Diferente de muitos animais marinhos, a pele de Nessie era à prova d’água. Isso sempre deixou Kelpie intrigada, afinal, ela vivia o tempo todo na água. Mas esse era um aspecto curioso da kaemera: seus pelos na parte dianteira eram tão grossos e unidos que não permitiam a passagem da água até a pele, e as escamas dela eram cobertas por um musgo que não permitia que a água molhasse a pele embaixo.

Por causa dessa característica, quando Nessie estava com o torso para fora da água, seus pelos rapidamente secavam e se mostravam tão macios quanto os pelos dos cavalos terrestres.

Era por isso que Julia estava se sentindo confortável nas costas do animal. Ela não se molhava porque o torso de Nessie era tão grande que as pernas da menina ficavam abertas e bem acima da água, mesmo com os movimentos ondulantes de Nessie dentro e fora do lago enquanto nadava.

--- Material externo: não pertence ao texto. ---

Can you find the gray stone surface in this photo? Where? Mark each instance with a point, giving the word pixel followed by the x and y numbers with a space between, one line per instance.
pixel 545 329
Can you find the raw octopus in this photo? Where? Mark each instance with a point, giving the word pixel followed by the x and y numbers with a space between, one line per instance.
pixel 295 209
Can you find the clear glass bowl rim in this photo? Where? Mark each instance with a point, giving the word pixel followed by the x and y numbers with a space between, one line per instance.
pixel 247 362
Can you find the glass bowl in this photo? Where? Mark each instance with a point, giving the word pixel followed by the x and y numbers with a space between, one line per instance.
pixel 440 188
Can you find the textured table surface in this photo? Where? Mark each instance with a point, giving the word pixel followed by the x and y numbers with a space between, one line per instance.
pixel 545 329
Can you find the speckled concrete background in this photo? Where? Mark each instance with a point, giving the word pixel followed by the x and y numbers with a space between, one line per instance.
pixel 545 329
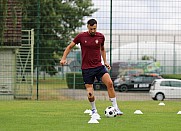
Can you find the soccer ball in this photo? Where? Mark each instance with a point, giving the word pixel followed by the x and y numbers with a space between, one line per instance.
pixel 110 111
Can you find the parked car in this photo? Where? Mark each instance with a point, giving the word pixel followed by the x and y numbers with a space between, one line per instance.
pixel 165 88
pixel 138 82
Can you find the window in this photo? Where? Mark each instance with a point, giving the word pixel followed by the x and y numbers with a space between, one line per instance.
pixel 175 84
pixel 165 83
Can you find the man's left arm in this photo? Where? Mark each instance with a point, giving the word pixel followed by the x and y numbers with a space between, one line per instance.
pixel 103 53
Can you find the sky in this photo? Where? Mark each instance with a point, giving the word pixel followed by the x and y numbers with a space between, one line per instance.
pixel 139 14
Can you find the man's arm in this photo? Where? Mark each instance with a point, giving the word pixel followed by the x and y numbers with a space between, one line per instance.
pixel 103 53
pixel 66 52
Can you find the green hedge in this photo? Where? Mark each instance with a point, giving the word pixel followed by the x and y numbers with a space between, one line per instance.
pixel 79 83
pixel 172 76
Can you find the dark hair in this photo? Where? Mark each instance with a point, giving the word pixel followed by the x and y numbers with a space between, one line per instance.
pixel 91 22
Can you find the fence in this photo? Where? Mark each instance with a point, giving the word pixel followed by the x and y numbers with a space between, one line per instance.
pixel 145 33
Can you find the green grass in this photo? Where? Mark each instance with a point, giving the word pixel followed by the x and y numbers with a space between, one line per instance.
pixel 68 116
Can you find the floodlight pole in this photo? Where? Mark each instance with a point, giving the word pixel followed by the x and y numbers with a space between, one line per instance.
pixel 37 44
pixel 110 35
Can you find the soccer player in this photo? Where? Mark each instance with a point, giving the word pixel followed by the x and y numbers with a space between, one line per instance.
pixel 92 47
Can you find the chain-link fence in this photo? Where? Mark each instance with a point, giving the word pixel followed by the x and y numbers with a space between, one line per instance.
pixel 142 37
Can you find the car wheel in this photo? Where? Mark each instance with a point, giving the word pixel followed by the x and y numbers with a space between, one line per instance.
pixel 97 87
pixel 123 88
pixel 160 97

Normalmente, Nessie nadava a uma velocidade vertiginosa que até ninfas aquáticas tinham dificuldade para acompanhar, por isso levava bem menos tempo para chegar a Grradhy, mas agora, com uma garota meio-humana montada nela, sua velocidade caía pela metade, o que ainda era rápido, como se estivesse viajando em um barco pequeno a motor.

Isso deixava Kelpie ainda mais atenta, pois conforme as horas passavam, Julia mostrava sinais de cansaço e sono.

Já fazia cerca de quatro horas desde que partiram, então estavam longe o suficiente para não correrem o risco de serem perseguidas por quem se aproximava da cabana. Kelpie também estava cansada, precisava dormir e comer para poder nadar por mais algumas horas no dia seguinte. A pequena dríade havia se alimentado de frutas enquanto admirava a paisagem de tirar o fôlego no caminho.

Já era madrugada. Naquela noite o sol havia se posto por volta das nove e meia, o que foi cedo, considerando que estavam na transição da primavera para o verão, com dias mais longos, quando o sol se punha perto de onze horas. No bosque as horas eram contadas de forma diferente, pela posição dos astros, mas Kelpie viveu no mundo humano tempo suficiente para aprender os costumes e usos de apetrechos humanos, como relógios.

Verificando os arredores, ela pediu para Nessie apenas flutuar pela correnteza, para que Julia pudesse se acomodar em suas costas para dormir. Antes de também descansar, a náiade mergulhou para encontrar alguns camarões e comer.

Confiando em Nessie, a ninfa prendeu a si mesma em uma das barbatanas da kaemera com a ajuda de um cipó resistente retirado de uma árvore à margem do lago. Enquanto Nessie apenas se conduzia pela correnteza com a ajuda de suas barbatanas, sem mover o corpo para não acordar Julia, Kelpie dormia só com o rosto para fora da água, sendo arrastada atrás dela.

Nessie podia passar até cinco dias sem dormir e três sem comer, mas depois, para se recuperar, caçava quatro vezes mais alimento do que costumava ingerir em um dia e ficava hibernando durante uma semana. Aquela excursão a Grradhy era muito fácil para ela.

Por volta das quatro e meia, o sol começou a surgir por trás das montanhas, mas tanto Kelpie quanto Julia ficaram exaustas por causa do ritual para acabar com a maldição, então mesmo a claridade não as fez acordar.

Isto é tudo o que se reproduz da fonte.